Simon has been cooking for the Cardinals since graduating from Johnson & Wales University in 2010. He was recruited by the Rams the following year but returned to the Cardinals in 2012, starting the Athlete Eats' prepared-meals service shortly thereafter. As Angelica explains, it started as a small venture out of their south-city kitchen.
"We started picking up clients by word of mouth," she recalls. "The players wanted prepared meals, they told their friends and family, and it just spread. We never said no to anyone, and the way we were doing it became unsustainable. We catered Blues games out of our home kitchen. One day, I told Simon that I just can't do this anymore."

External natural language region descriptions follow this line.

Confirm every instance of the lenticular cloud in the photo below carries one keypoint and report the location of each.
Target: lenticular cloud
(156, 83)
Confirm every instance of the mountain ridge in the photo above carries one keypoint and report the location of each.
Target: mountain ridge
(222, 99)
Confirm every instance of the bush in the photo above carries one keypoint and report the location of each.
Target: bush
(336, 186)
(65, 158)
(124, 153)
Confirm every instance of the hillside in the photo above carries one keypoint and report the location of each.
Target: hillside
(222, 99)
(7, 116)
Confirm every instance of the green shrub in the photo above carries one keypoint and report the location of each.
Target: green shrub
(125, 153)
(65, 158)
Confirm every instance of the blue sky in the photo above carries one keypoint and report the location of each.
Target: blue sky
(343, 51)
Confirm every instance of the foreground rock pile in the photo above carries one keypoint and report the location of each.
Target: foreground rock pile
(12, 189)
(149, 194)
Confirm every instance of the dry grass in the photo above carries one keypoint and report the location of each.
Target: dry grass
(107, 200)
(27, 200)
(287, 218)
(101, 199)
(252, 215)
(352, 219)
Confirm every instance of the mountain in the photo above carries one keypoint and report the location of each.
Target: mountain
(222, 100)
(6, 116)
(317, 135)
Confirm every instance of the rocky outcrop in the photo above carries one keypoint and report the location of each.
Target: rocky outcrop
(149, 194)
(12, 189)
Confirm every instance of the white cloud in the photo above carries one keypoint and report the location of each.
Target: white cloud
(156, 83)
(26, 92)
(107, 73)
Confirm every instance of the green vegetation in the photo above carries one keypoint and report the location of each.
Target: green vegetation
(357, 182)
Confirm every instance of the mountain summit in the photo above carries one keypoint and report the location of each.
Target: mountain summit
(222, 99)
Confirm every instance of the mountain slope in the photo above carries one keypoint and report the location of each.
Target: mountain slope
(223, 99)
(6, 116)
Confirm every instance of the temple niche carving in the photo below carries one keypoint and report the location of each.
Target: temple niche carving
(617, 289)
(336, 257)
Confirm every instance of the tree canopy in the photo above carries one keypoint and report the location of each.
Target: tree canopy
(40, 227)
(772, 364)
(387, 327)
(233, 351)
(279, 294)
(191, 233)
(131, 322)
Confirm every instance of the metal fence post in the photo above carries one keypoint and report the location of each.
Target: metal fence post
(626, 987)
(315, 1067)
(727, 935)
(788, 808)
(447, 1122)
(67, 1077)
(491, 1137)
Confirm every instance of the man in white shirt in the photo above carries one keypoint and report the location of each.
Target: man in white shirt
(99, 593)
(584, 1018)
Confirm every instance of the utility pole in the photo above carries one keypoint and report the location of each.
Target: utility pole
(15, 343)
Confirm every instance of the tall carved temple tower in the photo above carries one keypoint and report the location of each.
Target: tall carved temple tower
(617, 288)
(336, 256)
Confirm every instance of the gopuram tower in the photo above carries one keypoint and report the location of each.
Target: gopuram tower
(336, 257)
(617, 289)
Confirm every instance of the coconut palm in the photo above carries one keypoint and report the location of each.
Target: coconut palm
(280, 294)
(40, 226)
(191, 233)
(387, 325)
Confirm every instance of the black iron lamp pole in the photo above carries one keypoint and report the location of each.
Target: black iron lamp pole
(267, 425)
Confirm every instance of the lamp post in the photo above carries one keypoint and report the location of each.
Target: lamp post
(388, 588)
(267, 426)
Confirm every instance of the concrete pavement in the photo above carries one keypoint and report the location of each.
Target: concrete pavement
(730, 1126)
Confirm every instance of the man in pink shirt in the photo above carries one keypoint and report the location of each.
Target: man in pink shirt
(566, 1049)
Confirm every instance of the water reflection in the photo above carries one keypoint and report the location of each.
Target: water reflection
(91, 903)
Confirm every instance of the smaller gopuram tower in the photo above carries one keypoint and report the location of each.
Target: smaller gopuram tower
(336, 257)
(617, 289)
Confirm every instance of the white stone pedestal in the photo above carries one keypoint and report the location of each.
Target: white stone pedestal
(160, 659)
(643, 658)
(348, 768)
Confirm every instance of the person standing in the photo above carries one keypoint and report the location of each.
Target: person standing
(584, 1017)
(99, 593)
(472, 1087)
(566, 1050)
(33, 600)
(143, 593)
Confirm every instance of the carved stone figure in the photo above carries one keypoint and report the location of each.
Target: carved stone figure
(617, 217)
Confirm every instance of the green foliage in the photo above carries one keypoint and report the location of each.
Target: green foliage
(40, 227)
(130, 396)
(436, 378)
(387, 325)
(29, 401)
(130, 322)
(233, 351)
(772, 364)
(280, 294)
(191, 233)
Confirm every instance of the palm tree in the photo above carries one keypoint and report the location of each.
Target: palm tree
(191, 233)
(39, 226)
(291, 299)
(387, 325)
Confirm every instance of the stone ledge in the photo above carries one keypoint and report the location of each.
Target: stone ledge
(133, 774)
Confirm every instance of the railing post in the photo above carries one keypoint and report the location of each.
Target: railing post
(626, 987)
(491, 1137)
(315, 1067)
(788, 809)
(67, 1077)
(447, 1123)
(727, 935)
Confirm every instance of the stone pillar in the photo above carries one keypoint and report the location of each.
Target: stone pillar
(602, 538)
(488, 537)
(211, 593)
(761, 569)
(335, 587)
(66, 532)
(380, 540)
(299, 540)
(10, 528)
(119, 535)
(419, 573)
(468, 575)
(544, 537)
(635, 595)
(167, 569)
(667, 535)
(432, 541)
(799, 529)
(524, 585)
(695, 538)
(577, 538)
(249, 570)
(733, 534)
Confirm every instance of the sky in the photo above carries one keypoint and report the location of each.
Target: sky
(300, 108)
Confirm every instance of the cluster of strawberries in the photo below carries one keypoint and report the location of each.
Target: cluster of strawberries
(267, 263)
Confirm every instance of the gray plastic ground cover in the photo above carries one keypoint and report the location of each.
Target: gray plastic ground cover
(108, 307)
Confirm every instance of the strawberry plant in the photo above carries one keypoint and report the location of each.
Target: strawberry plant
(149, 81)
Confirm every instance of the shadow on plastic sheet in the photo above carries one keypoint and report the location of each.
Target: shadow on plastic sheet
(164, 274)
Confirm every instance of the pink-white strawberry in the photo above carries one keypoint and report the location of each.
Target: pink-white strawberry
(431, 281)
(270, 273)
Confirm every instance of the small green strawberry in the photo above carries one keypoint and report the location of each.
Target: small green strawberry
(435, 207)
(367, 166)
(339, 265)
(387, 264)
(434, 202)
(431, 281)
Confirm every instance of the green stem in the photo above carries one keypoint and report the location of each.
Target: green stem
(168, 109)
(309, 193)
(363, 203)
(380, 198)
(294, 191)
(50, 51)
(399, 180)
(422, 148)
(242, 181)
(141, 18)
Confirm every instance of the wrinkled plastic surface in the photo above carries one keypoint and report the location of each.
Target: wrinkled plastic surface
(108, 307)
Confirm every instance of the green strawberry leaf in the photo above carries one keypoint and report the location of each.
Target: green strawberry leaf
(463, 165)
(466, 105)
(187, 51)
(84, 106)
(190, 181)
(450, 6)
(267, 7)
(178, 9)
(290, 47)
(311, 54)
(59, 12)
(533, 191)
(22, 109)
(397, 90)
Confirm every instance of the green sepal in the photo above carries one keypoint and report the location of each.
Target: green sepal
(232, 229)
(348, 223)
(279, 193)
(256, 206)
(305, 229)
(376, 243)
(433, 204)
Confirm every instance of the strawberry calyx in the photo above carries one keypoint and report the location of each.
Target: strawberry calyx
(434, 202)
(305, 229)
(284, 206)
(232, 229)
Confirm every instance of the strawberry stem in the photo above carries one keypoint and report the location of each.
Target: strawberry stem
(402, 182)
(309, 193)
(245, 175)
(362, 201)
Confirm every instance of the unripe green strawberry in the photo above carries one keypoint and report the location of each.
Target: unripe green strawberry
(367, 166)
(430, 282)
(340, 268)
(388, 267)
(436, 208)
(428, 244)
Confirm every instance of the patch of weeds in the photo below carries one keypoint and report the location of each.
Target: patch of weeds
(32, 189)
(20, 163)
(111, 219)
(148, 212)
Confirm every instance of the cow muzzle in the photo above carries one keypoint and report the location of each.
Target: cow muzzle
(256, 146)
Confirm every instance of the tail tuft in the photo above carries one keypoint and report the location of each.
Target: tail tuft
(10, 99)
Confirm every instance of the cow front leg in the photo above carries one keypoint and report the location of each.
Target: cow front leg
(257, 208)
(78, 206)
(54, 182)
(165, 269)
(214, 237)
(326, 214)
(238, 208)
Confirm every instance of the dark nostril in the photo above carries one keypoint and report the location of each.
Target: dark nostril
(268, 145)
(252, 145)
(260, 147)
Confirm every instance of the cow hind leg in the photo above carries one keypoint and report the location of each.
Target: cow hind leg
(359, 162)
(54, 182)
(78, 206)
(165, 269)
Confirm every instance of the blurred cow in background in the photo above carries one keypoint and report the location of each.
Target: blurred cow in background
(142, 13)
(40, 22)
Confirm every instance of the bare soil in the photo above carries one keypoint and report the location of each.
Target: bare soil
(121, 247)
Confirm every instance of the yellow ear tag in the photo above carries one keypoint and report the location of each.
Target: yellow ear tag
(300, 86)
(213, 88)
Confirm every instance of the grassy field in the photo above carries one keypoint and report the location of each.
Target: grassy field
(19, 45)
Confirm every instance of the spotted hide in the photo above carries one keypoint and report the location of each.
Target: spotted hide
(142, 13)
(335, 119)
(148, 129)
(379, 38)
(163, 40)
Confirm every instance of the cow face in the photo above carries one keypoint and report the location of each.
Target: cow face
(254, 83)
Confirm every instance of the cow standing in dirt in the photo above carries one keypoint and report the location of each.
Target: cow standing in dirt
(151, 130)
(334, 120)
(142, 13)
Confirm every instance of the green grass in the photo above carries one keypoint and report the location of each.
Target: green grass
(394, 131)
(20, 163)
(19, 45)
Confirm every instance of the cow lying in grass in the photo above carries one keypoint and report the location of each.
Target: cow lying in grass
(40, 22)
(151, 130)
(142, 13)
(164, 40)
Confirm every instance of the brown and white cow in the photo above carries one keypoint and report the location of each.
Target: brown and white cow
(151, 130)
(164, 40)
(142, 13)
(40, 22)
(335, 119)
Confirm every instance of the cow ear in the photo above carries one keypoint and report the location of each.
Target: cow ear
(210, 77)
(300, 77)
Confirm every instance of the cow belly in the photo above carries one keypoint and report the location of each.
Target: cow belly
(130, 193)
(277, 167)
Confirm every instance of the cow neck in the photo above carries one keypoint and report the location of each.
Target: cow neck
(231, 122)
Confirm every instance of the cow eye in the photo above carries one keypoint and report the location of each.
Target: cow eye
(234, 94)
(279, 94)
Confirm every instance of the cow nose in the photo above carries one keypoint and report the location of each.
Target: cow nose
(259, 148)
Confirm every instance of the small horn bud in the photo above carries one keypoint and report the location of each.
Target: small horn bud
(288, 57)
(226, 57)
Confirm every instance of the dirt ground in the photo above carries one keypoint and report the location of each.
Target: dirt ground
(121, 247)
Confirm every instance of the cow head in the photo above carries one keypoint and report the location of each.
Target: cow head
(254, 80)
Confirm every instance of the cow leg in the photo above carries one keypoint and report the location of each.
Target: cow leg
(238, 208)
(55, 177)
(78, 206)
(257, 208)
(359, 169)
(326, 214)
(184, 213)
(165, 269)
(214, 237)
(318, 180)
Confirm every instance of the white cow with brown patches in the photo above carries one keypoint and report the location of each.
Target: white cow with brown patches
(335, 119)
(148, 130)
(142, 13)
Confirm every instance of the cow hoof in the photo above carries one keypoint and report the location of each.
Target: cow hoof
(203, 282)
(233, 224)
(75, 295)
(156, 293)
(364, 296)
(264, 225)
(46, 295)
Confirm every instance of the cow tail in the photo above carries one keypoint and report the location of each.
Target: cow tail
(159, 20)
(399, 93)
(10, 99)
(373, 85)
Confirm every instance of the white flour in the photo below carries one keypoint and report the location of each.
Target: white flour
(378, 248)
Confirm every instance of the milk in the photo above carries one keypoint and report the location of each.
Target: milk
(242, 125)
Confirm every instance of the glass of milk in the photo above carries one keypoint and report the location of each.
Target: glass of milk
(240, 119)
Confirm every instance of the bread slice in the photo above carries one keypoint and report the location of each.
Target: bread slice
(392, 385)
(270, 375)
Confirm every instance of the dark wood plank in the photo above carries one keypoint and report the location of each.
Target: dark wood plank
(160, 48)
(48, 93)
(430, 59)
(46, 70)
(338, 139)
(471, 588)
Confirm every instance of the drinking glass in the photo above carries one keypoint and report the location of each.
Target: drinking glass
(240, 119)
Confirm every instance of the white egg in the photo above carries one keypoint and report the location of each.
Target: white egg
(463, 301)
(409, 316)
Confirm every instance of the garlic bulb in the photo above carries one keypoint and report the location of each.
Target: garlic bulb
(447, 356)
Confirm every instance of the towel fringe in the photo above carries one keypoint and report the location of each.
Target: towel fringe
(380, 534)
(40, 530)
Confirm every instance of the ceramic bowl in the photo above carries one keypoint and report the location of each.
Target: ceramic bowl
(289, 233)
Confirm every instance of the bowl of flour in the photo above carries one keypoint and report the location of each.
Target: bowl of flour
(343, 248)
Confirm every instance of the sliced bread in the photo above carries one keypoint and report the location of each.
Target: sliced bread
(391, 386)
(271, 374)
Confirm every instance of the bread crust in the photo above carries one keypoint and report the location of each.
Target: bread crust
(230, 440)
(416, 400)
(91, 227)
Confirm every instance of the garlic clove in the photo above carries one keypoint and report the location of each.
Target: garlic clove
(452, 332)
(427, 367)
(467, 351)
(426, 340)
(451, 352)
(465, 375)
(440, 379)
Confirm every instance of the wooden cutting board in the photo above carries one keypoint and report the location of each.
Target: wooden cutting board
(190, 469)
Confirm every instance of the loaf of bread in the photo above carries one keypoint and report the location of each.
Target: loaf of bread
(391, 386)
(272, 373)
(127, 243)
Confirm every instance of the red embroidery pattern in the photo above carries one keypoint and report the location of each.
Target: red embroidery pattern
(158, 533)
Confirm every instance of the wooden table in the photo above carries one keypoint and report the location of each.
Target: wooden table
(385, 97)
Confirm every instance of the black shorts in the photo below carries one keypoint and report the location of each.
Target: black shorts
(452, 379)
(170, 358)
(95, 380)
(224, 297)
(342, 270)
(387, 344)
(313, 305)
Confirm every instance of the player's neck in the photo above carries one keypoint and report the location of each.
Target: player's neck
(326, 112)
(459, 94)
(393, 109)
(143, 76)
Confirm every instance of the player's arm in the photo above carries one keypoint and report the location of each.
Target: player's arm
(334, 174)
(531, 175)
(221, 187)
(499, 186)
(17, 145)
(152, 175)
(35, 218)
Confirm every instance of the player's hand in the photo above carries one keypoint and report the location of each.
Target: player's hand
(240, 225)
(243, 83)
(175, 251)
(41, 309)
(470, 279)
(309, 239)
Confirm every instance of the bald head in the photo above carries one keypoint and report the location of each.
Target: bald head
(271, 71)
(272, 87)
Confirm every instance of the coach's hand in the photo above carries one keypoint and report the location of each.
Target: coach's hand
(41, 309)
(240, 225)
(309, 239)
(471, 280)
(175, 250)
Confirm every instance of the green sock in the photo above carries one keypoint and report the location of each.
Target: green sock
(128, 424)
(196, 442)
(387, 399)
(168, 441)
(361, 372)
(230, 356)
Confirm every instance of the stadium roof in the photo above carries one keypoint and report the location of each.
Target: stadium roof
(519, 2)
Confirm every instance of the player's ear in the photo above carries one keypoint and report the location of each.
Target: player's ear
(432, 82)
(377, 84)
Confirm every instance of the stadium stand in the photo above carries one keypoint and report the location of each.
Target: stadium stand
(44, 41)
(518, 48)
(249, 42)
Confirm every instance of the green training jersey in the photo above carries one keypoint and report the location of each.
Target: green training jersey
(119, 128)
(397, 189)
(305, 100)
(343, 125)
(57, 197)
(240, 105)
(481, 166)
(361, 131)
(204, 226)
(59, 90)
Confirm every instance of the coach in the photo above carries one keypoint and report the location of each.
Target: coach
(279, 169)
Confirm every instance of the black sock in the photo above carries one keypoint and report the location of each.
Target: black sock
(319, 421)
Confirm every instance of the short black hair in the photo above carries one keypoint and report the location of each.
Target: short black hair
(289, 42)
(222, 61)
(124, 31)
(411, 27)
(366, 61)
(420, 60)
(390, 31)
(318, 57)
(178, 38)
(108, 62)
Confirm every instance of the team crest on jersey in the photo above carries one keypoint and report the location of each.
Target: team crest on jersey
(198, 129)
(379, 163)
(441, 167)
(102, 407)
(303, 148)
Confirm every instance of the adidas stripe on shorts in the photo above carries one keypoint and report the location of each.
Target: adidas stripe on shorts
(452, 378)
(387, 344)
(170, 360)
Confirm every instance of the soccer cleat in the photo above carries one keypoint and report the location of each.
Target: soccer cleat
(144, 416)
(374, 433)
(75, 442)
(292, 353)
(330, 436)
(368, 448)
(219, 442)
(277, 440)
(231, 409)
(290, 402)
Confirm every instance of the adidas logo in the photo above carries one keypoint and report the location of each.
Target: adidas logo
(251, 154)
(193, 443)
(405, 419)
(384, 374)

A local chef was kind enough to let the Luskys use his kitchen as a stopgap measure, but they knew they needed their own space. They rented their current spot on Cherokee Street for the commercial kitchen, but quickly realized that they had to use the front area for a restaurant. Not wanting to spread themselves too thin again, they enlisted chef Bob Brazell (Monarch, Entre, Gringo) to head the café side of Athlete Eats. There, Brazell consults with Simon on the nutrition portion of the operations, but, as Angelica explains, the menus are all his.
"We didn't go in thinking we would open a restaurant," Angelica says, "but we couldn't not do something with that space."
Thankfully for hungry St. Louisans, the Luskys aren't good at saying no.